Poland's involvement in the War in Afghanistan forced the development of a theater-based version known as the Rosomak-M1M. This version was differentiated from the original base form by the installation of improved communications gear, external video cameras tied to internal screens, a Pilar directional fire detection system, additional armor protection, an optional Rocket-Propelled Grenade (RPG) steel cage "netting" to help defeat incoming projectile grenades and wire cutters fitted to at the driver and commander hatches. As all of these additions ultimately changed the basic design - that is, produced a heavier end-product - the Rosomak-M1M lost its amphibious capabilities (including its water propeller systems).

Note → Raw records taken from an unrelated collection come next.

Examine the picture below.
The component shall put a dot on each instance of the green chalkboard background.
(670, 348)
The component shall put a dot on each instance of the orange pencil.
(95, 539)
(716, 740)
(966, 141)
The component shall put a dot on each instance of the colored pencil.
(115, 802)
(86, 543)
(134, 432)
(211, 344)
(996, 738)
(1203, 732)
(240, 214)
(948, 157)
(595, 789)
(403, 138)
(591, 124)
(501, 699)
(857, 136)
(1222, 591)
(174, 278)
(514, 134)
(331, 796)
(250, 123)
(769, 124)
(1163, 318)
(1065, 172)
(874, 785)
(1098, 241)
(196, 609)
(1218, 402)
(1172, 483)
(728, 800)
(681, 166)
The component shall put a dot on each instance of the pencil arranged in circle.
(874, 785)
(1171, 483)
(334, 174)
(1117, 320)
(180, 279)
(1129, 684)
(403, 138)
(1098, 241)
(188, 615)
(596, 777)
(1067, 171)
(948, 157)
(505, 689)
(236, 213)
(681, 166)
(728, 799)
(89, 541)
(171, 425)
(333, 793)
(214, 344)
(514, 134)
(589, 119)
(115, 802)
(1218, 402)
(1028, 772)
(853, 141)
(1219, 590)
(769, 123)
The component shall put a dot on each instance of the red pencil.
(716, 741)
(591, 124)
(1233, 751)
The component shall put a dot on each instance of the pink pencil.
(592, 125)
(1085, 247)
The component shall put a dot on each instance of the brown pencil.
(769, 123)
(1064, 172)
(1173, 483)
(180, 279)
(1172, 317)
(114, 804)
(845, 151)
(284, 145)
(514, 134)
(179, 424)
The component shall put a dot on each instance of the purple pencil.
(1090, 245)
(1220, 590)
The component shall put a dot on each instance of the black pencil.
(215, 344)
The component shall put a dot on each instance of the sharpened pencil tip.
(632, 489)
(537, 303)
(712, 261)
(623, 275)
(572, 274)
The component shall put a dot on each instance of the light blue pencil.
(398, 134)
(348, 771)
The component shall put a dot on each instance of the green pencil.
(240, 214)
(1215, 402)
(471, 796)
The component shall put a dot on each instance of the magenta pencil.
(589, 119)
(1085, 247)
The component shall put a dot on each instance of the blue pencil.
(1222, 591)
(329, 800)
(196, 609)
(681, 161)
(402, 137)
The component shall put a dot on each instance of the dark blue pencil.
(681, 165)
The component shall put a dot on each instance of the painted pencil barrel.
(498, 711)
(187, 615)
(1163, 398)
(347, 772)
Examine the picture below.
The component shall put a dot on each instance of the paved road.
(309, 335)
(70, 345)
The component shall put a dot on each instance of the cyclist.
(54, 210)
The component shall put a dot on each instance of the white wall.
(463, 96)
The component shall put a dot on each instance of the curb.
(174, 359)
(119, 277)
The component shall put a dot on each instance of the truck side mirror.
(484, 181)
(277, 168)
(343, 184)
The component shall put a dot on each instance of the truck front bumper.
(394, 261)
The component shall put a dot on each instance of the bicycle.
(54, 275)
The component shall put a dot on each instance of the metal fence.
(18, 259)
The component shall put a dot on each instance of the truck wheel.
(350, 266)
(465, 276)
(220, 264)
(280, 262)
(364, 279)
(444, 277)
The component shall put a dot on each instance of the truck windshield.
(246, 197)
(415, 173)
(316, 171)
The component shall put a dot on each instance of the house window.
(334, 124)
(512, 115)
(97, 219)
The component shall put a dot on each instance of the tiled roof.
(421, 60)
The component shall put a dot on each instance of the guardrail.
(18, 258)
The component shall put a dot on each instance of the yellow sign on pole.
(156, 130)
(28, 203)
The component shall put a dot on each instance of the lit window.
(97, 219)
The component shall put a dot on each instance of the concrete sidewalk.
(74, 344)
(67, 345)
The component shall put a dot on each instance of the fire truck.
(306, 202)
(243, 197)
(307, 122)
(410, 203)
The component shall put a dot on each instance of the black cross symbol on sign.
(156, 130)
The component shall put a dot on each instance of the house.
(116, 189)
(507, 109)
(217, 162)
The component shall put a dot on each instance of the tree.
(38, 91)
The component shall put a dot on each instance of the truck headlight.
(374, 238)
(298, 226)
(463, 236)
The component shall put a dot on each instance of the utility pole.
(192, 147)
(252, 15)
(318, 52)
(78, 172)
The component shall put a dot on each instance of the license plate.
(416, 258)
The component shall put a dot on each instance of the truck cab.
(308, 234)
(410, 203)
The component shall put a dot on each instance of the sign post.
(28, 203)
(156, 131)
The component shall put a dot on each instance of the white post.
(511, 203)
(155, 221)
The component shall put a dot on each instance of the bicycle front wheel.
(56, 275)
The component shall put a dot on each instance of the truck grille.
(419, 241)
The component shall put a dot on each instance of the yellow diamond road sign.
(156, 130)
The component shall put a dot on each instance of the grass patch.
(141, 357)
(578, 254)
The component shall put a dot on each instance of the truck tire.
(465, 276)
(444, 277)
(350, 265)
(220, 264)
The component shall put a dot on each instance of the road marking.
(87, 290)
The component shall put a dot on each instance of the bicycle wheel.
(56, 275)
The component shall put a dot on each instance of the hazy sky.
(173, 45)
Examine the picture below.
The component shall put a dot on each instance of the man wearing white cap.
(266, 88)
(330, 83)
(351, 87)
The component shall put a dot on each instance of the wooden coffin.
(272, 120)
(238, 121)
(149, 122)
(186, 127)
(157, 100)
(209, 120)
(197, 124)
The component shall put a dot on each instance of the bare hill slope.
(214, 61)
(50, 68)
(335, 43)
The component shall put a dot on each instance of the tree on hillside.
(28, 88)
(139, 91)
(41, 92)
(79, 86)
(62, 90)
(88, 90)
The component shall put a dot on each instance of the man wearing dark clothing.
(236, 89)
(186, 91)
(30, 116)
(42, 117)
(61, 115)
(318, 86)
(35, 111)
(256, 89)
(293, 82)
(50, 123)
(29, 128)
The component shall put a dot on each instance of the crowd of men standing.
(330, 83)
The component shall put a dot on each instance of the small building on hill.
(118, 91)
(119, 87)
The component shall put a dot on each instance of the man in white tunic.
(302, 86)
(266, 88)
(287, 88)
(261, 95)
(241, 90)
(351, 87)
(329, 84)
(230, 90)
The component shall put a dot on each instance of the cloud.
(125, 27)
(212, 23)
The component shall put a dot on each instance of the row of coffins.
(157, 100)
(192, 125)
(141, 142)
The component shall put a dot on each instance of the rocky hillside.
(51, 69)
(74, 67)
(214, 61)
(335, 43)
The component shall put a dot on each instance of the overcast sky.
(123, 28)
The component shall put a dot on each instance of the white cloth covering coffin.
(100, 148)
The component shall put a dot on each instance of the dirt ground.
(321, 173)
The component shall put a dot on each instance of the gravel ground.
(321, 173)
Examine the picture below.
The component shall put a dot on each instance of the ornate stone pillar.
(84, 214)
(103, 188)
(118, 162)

The KTO Rosomak-M3 became a dedicated armored personnel carrier (APC) variant. This design, like the M1M before it, was also brought about due to the Polish involvement in Afghanistan and follows closely the changes already witnessed in the M1M version. However, the M3 is completed with a lighter open-air turret and fits a dual weapon station armed with a 40mm Mk 19 automatic grenade launcher as well as a 12.7mm NSV series heavy machine gun. The weapons are intended for point defense of embarking/disembarking troops and can supply cover and suppression fire as needed.
The KTO Rosomak-S variant is similar to the M3 in that it was developed as an armored personnel carrier and intended for the carrying of anti-tank infantry teams into battle. The KTO Rosomak-WD is being developed as a battlefield command vehicle with limited armament facilities though much increased communications capabilities. The KTO Rosomak-Lowcza is a known dedicated mobile air-defense vehicle.